Another possible solution for students who are being victims of bullying is to stand up for themselves. However, be sure not to get this wrong. Trying to protect themselves from harassment, many people tend to answer it with even more aggression. You have to understand that this is not the way to address the problem, and it will only bring forth even more violence.

To stand up for yourself rather means showing the bully that their words don’t mean a thing to you. Showing such confidence can also make you an unappealing victim.

5. Get Support


Now, if the situation you are in is not getting any better, the only wise solution is to talk to someone and get help. Unfortunately, that’s where the biggest problem lies.

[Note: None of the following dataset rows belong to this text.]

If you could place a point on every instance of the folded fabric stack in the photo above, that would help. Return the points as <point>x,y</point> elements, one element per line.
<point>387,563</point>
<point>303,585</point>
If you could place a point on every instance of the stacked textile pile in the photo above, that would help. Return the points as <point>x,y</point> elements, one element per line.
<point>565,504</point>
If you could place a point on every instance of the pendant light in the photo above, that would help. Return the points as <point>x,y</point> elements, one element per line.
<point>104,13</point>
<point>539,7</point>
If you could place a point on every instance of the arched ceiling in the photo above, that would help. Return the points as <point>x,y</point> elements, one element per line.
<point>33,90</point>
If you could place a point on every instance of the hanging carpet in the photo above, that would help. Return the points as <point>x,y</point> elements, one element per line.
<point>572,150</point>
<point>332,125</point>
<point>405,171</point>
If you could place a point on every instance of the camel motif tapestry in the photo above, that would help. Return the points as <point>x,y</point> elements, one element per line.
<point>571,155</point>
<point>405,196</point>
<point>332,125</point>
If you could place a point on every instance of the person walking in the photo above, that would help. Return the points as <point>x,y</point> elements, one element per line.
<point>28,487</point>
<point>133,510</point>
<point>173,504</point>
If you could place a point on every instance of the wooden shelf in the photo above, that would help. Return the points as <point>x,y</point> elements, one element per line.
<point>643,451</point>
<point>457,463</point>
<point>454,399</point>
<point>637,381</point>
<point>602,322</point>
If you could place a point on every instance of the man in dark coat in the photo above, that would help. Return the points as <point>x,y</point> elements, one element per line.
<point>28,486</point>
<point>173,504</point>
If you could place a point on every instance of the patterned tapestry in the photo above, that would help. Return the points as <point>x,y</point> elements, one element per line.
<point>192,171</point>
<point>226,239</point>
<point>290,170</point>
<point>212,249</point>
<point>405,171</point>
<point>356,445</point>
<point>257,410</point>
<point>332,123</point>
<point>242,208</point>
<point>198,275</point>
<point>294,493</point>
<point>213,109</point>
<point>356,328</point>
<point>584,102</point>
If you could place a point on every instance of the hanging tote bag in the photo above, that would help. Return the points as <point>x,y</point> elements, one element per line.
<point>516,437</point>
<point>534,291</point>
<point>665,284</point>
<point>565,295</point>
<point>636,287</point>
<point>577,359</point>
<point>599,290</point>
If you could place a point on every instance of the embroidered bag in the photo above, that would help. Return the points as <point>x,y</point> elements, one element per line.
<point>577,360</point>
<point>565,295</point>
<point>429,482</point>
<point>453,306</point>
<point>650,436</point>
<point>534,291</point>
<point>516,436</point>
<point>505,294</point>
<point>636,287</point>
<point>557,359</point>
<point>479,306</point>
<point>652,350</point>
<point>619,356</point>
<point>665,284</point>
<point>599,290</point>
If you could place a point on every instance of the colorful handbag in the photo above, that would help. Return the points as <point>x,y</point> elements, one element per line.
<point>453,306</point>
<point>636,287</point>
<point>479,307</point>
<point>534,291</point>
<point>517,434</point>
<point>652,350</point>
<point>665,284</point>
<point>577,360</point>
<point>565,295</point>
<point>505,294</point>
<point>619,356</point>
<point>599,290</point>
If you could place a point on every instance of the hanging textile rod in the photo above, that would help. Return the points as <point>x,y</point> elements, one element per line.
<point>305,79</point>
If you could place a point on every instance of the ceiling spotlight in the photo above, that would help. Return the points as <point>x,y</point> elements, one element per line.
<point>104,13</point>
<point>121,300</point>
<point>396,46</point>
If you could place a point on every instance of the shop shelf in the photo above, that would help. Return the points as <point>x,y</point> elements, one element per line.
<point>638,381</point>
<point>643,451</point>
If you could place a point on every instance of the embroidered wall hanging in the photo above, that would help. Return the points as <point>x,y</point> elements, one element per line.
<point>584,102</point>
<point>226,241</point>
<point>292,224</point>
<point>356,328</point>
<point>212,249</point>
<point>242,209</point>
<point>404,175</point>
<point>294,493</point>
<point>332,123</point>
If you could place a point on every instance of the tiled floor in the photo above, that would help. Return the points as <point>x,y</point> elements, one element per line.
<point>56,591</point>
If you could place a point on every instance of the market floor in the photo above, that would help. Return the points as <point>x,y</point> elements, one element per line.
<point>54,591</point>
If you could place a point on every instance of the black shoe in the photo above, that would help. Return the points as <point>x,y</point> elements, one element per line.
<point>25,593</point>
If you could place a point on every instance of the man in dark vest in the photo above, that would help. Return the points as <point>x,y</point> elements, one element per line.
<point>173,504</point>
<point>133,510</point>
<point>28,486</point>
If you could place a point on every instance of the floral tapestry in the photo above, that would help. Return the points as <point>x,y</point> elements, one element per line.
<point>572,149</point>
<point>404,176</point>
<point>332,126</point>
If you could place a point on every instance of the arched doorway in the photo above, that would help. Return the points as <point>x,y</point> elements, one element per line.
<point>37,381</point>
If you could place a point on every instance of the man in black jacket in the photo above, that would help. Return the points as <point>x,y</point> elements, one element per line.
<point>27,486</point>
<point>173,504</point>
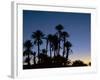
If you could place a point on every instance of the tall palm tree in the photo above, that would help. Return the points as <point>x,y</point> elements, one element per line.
<point>64,36</point>
<point>37,36</point>
<point>68,45</point>
<point>55,44</point>
<point>34,55</point>
<point>59,28</point>
<point>28,45</point>
<point>49,37</point>
<point>46,38</point>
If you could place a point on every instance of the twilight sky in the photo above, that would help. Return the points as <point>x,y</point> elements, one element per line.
<point>76,24</point>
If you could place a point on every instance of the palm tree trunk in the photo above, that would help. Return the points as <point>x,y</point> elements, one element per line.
<point>64,47</point>
<point>67,54</point>
<point>46,46</point>
<point>38,51</point>
<point>50,50</point>
<point>28,60</point>
<point>34,60</point>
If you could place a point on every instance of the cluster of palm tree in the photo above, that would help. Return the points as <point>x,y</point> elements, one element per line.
<point>56,51</point>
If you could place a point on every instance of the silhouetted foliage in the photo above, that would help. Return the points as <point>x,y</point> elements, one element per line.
<point>79,63</point>
<point>56,51</point>
<point>27,52</point>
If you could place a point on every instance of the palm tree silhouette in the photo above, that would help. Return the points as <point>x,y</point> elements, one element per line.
<point>67,45</point>
<point>34,59</point>
<point>64,35</point>
<point>55,44</point>
<point>37,36</point>
<point>50,39</point>
<point>28,45</point>
<point>78,63</point>
<point>59,28</point>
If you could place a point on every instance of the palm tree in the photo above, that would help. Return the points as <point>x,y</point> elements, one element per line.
<point>78,63</point>
<point>37,36</point>
<point>59,28</point>
<point>44,51</point>
<point>68,45</point>
<point>28,45</point>
<point>46,38</point>
<point>64,35</point>
<point>55,44</point>
<point>34,54</point>
<point>49,37</point>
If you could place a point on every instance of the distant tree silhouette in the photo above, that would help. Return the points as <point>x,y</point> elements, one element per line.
<point>56,45</point>
<point>64,35</point>
<point>67,45</point>
<point>28,45</point>
<point>79,63</point>
<point>59,28</point>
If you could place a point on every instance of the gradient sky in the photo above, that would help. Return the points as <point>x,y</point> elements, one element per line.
<point>76,24</point>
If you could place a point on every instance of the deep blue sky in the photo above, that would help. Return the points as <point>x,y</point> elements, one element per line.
<point>76,24</point>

The thing is that, unlike high school, a college is a place where students feel self-sufficient and independent. That’s what often holds them back from talking openly about the violence they are experiencing. Nevertheless, getting help from adult authority figures is the right thing to do, especially if the aggression doesn’t stop or you believe that it might also harm other students. Remember that supervisors, counselors, professors, and other adults in your college have much more authority and means for addressing the problem, so this might be the best solution.

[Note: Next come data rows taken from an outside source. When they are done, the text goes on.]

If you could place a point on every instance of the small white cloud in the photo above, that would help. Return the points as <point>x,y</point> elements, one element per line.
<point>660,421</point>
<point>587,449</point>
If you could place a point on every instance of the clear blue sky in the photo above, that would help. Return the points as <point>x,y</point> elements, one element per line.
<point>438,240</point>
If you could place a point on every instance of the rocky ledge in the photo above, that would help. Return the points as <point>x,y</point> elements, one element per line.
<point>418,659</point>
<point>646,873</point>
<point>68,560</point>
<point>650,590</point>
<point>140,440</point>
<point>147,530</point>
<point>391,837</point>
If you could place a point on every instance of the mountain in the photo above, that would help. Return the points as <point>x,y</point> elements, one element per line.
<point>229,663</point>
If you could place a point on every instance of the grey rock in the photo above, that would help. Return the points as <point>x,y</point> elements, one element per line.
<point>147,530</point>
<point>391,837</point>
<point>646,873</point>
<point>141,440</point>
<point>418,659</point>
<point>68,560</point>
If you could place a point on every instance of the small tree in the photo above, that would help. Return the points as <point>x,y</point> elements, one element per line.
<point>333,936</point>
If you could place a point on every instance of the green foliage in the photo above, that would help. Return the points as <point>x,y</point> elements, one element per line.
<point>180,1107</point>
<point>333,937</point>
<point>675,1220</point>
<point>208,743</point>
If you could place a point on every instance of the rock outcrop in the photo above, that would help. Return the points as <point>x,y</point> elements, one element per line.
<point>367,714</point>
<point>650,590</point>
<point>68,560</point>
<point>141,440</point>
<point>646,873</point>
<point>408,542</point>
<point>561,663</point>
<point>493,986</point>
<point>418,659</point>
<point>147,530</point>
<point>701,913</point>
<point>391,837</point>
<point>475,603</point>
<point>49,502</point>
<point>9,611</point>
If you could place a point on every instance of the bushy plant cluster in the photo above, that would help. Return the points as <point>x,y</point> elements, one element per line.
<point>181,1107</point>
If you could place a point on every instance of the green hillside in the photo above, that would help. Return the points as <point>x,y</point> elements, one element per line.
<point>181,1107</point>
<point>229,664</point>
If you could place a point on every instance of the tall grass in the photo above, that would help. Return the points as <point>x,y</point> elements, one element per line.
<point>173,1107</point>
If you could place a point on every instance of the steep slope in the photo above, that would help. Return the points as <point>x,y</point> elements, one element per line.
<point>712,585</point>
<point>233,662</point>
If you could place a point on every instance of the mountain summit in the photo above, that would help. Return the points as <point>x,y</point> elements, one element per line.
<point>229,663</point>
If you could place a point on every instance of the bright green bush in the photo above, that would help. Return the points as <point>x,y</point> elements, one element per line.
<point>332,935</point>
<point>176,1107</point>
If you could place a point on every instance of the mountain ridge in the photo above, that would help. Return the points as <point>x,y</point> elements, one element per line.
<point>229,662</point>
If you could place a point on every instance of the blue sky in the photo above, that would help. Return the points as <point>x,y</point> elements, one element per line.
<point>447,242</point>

6. Clearly Communicate Campus Policy on the Issue

While the previous tips were mainly meant to help students who happened to be the victims of bullying, this tip is for schools. In order to stop and prevent violence, colleges have to create a well-defined policy on bullying and clearly communicate it to students, faculty, and staff.

Your goal is to show students that they will be taken care of in any situation. Also, your policy must clearly define the punishment for such behavior. This is required to indicate that aggression in any form is not tolerated on campus and that one can’t get away with it.

7. Provide/Receive Special Training


Another tip for dealing with unacceptable behavior on campus is to ensure that both staff members and students receive clear training on the issue. Typically, such activity is meant to spread awareness, explain different types of bullying, identify the methods that aggressors use, and provide clear instructions for addressing the issue.

8. Encourage Victims to Get Help

Whether it is your student, family member, friend, or yourself who has become the victim, it is vital to show that you do care and encourage them to seek help. Often, it is the disregard and the lack of support from people around that holds victims back from seeking help and talking about the problem.

The Bottom Line

So, now you can clearly see that the problem of bullying is real not only in schools but also in colleges. And, though facing violence in any form is never a positive experience, now you also know that there are ways to address the issue and make a change.